Mit dem Gipfel zur Elektromobilität will die Bundesregierung mit der Umsetzung des "Entwicklungsplans Elektromobilität" vom Herbst 2009 starten: Darin geht es unter anderem um die Erforschung von Batterie- und Speichertechnologien sowie den zügigen Ausbau einer Infrastruktur zum Stromtanken. Wichtigstes Ziel: Deutschland soll bis 2020 zum Leitmarkt für Elektromobilität werden. Bis dahin sollen eine Million Elektrofahrzeuge auf deutschen Straßen fahren - besonders in der Stadt. Zum Vergleich: Nach Angaben des Kraftfahrt-Bundesamts lag der Bestand von Elektroautos in Deutschland am 1. Januar 2010 bei knapp 1600 Fahrzeugen.
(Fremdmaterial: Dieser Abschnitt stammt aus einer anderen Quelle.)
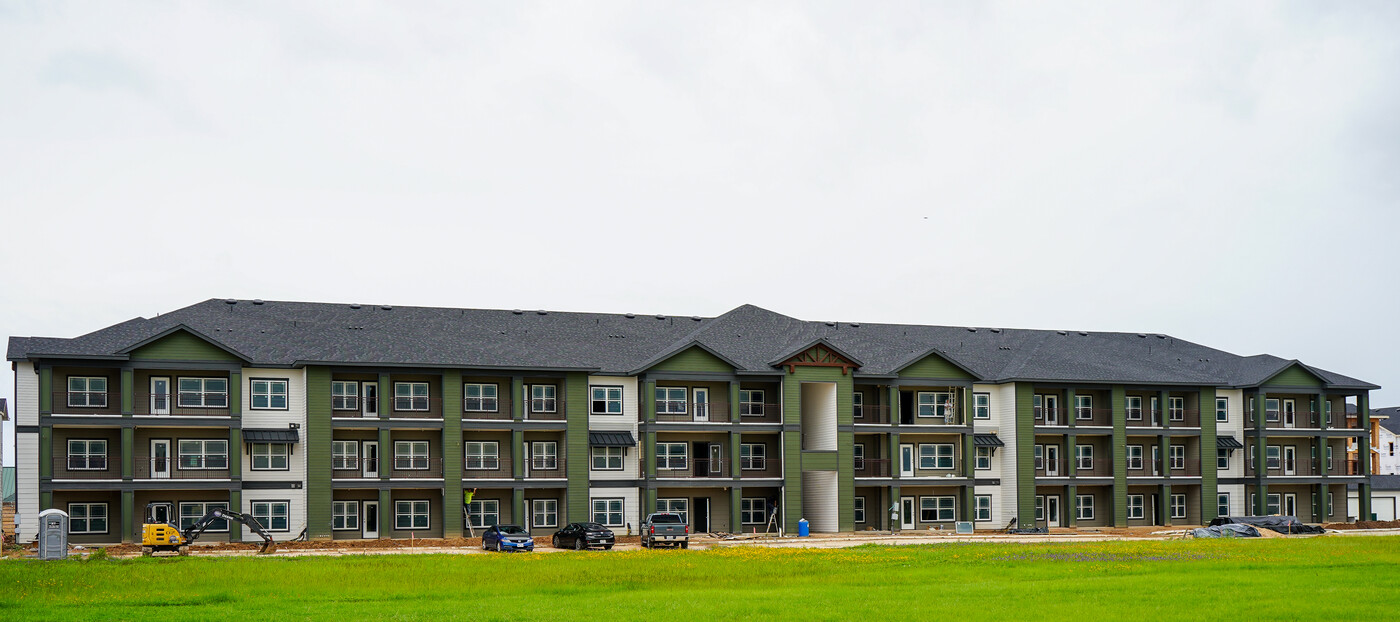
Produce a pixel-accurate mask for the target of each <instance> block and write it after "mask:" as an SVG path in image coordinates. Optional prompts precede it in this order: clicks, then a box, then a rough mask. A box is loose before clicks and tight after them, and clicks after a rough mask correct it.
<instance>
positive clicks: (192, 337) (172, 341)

Insgesamt gab es aber zu diesem Datum deutschlandweit über 41 Millionen Pkw.

Bundeskanzlerin Angela Merkel in einem Smart

Die Bundesregierung um Kanzlerin Merkel will Deutschland bis 2020 zum Leitmarkt für Elektromobilität machen.

Werden Elektroautos bereits serienmäßig produziert?

Fast jeder Autohersteller hat inzwischen ein Elektroauto im Programm. Meist handelt es sich dabei jedoch um Studien, Prototypen und Testmodelle, die die Hersteller auf Automobilausstellungen und anderen Messen präsentieren. Heute schon serienreife Elektroautos sucht man vergeblich. Viele Experten stehen daher dem von Bundesregierung und Automobilherstellern für die nahe Zukunft propagierten Massenabsatz von Elektroautos skeptisch gegenüber: Es werde "suggeriert, Elektroautos seien schnell verfügbar. Fakt ist aber, dass es zurzeit nur Kleinstserien gibt", sagte Gerd Lottsiepen, verkehrspolitischer Sprecher des Verkehrsclubs Deutschland (VCD).

Blick unter die Motorhaube in einem Elektromini.

Blick unter die Motorhaube eines Elektro-Minis.